A baleia
Olhou-se no espelho, assombrada. Como podia estar tão gorda? "Meu Deus, eu estou uma verdadeira baleia!" Beliscou a cintura, envergonhada, pensando em como teria vergonha de usar biquíni com todas aquelas banhas flácidas, aquela celulite e barrigona saliente. Era por isso que suas colegas de escola a olhavam sempre com uma cara de espanto. Uma vez, um menino que sentava a seu lado perguntara:
-Por que você usa esse casaco enorme por cima da farda num calorzão desses? Parece que vive resfriada!
Ela rira amarelo e ele perguntara:
-Está com vergonha de alguma coisa?
No banheiro, vira que umas meninas a olhavam disfarçadamente e cochichavam. Quando notaram que ela sabia que falavam dela, disfarçaram.Ela lhes perguntou:
-O que foi?
-Nada, nada mesmo.
-Vocês falavam de mim, eu sei.
-Está certo. Queríamos saber o que você anda comendo para estar com esse corpo.
Encolerizada, xingou as colegas e saiu, ouvindo:
-Tá com raiva de quê? Ninguém fez nada senão dizer a verdade.
E a verdade doía. Era horrível saber que estava imensa, uma bola de carne. Alguns a olhavam com espanto durante as aulas e, nos intervalos, chegavam a oferecer seus lanches:
-Não quer uma coxinha?
-Não, obrigada.Estou de regime.
-Ahn? Não acredito nisso.
Os pais estavam a incomodá-la, dizendo:
-Filha, acho que deveríamos ir a um médico.
-Por que, mãe e pai?
-Estamos preocupados com você. Você não pode ficar com esse peso.

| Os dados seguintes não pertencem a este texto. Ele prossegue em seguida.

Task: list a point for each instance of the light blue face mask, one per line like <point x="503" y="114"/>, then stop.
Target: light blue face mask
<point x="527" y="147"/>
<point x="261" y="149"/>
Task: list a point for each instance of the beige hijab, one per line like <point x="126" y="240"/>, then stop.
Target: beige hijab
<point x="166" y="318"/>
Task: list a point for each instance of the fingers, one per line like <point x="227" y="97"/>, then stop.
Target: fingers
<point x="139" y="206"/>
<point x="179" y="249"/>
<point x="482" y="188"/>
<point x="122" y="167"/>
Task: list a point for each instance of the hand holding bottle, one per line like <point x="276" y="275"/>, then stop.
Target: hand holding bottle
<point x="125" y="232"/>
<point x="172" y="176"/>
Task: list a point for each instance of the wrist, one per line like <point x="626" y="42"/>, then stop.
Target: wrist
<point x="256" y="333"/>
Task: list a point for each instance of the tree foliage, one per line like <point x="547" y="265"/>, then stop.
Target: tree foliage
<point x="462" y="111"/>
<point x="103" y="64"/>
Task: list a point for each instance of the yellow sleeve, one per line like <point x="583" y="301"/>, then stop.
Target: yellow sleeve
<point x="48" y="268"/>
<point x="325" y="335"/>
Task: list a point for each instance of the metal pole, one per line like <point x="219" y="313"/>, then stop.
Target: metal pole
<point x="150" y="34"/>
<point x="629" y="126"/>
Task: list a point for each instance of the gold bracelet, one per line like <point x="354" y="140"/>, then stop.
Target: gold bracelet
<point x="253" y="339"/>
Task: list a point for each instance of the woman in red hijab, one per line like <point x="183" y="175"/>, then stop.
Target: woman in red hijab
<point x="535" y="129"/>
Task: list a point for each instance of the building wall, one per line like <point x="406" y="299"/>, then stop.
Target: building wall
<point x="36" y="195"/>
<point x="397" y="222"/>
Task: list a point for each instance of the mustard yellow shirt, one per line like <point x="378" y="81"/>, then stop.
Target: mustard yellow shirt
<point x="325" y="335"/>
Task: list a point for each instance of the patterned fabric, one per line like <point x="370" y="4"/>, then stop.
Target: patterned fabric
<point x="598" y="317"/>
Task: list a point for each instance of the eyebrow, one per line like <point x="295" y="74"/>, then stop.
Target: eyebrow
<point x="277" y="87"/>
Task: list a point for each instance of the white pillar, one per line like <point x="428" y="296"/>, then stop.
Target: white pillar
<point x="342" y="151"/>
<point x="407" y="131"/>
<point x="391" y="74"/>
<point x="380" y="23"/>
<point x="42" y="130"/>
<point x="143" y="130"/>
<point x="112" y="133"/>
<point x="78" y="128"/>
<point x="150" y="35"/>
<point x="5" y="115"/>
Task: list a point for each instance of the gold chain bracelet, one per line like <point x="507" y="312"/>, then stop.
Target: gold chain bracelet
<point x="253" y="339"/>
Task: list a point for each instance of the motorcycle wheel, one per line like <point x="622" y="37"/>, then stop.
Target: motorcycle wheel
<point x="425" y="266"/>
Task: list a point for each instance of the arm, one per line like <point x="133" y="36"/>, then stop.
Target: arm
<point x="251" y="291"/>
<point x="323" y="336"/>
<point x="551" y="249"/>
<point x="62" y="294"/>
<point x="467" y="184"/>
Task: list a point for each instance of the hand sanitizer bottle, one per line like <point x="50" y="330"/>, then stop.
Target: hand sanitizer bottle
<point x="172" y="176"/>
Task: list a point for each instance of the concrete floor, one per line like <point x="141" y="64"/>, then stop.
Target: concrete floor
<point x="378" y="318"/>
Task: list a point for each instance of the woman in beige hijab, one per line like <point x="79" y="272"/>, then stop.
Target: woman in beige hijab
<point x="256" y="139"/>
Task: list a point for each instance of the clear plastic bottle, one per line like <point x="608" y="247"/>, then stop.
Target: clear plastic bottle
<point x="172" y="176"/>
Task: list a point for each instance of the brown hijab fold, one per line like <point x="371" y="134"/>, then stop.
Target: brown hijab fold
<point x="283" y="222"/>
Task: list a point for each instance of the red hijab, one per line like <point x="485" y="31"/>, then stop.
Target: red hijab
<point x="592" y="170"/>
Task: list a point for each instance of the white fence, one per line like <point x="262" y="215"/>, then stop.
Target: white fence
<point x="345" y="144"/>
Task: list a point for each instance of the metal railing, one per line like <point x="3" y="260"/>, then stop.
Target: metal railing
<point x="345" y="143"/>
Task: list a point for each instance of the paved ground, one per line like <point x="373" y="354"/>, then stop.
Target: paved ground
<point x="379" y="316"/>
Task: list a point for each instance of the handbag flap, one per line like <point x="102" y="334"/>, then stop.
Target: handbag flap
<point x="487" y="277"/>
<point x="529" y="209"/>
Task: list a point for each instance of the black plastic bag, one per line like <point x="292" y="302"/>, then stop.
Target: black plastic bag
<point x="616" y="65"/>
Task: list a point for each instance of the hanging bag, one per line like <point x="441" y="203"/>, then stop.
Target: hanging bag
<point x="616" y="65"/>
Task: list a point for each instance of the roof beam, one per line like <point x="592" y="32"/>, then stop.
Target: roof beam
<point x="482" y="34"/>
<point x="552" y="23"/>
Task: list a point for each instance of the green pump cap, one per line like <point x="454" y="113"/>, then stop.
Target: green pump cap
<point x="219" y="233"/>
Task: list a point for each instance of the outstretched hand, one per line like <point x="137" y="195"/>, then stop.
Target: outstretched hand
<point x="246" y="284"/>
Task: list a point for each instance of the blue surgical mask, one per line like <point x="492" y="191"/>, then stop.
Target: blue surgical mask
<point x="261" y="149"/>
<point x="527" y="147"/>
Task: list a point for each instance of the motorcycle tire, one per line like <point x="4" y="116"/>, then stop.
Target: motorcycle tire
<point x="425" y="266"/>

A cólera, dessa vez, explodira e ela gritou:
-Ah, é isso, não é? Acham que estou gorda demais? Têm vergonha de mim, porque sou gorda, não é?
-Querida, não é isso.
-Claro que é. O povo deve ter dito a vocês: "Sua filha é uma baleia. Ela só pensa em comer", não é? Mas eu estou fazendo um regime. O problema é que não perco peso.
-Como assim, meu amor?- a mãe fez uma cara incrédula - Você não perde peso?
-Não, não perco.
A discussão morreu aí e ela continuou naquele regime, mas, sempre que se olhava no espelho, era uma decepção. Agora, naquele momento, via que a barriga continuava grande, as pernas gordas e moles a cintura um verdadeiro barril.

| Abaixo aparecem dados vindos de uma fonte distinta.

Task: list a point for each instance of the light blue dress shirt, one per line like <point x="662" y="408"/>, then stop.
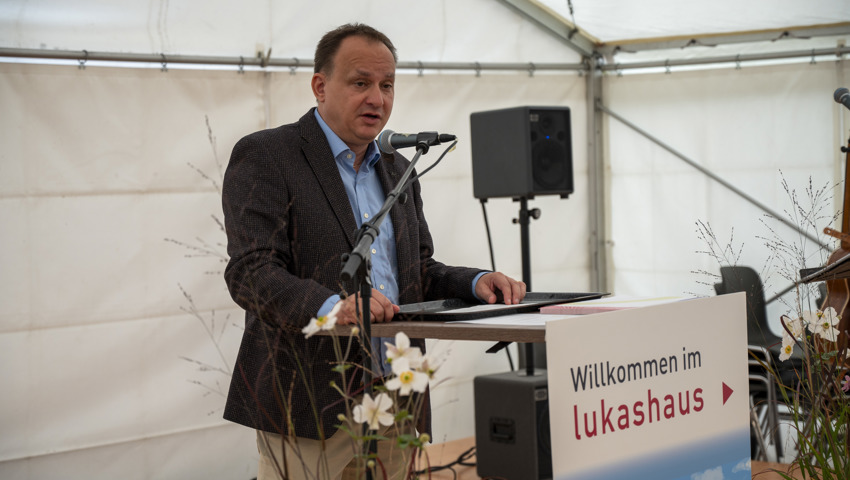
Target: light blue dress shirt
<point x="367" y="196"/>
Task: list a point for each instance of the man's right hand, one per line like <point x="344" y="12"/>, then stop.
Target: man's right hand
<point x="382" y="310"/>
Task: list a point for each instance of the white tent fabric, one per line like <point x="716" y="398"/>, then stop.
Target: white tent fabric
<point x="98" y="169"/>
<point x="96" y="179"/>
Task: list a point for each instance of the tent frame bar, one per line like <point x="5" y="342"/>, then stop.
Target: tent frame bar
<point x="83" y="56"/>
<point x="260" y="61"/>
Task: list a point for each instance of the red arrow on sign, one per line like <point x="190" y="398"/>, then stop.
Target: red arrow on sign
<point x="727" y="392"/>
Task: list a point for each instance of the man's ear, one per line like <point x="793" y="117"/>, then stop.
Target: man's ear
<point x="318" y="83"/>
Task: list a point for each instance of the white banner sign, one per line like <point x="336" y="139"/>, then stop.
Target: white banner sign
<point x="658" y="392"/>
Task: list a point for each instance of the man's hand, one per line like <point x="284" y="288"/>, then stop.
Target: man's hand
<point x="382" y="310"/>
<point x="493" y="284"/>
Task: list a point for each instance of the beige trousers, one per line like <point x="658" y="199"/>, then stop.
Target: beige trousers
<point x="305" y="459"/>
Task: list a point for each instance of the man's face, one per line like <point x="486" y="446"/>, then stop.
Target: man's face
<point x="356" y="99"/>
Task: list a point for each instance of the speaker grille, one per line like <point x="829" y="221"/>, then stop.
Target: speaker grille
<point x="548" y="164"/>
<point x="521" y="152"/>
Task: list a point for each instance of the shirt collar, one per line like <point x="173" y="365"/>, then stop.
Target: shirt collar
<point x="338" y="147"/>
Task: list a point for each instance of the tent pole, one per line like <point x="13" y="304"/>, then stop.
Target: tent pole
<point x="597" y="193"/>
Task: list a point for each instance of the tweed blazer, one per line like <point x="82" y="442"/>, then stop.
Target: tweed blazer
<point x="288" y="222"/>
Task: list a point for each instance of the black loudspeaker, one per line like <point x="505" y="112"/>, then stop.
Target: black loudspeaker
<point x="512" y="437"/>
<point x="522" y="152"/>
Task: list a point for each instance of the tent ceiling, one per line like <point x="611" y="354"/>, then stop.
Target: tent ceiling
<point x="609" y="26"/>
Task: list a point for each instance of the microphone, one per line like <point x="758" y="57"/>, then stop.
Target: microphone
<point x="842" y="96"/>
<point x="389" y="141"/>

-Não tem jeito, estou uma baleia. soluçou.
Limpou as lágrimas, vestiu suas roupas e saiu do provador. A vendedora do shopping perguntou:
-Não vai levar essas roupas? São tão bonitas.
-Não cabem em mim. Sou muito gorda.
A vendedora abriu os olhos, um tanto espantada, mas não disse nada.
Passou pela praça de alimentação do shopping. As pessoas se regalavam de sanduíches e sorvetes. Ela não faria aquilo. Tinha que ter força de vontade até conseguir emagrecer. Parariam de rir dela, achando que estava uma baleia.Estava com fome, mas não comeria. Aguentaria ficar de estômago vazio, apesar da fraqueza que a estava atacando desde a hora em que saíra para fazer compras. Sentou um pouco. Uma moça lhe indagou:
-Sente-se mal?
-Estou bem, vou só lavar o rosto.
Foi ao banheiro do shopping. Lavaria o rosto e se sentiria melhor. A tontura foi piorando e, de repente, tudo escureceu.
Ao acordar, viu que tudo ao seu redor era branco. Sua mãe chorava, acariciando-lhe o rosto. Estava tão fraca que nem podia falar. O médico falava com seu pai e, ao ver que ela despertara, disse-lhe:
-Está tudo bem, descanse agora. Depois, nós conversaremos. Vou falar primeiro com seus pais.
O pai lhe beijou, falando:
-Nós estamos aqui, querida. Não tenha medo. Vamos cuidar de você.
Fora do quarto, o médico explicou:
-A anorexia nervosa é assim. A pessoa pode estar magra demais, mas sempre acha que está enorme e monstruosa de gorda. Vamos esperar que ela descanse antes de conversar com ela. Será necessário acompanhamento médico e psicológico.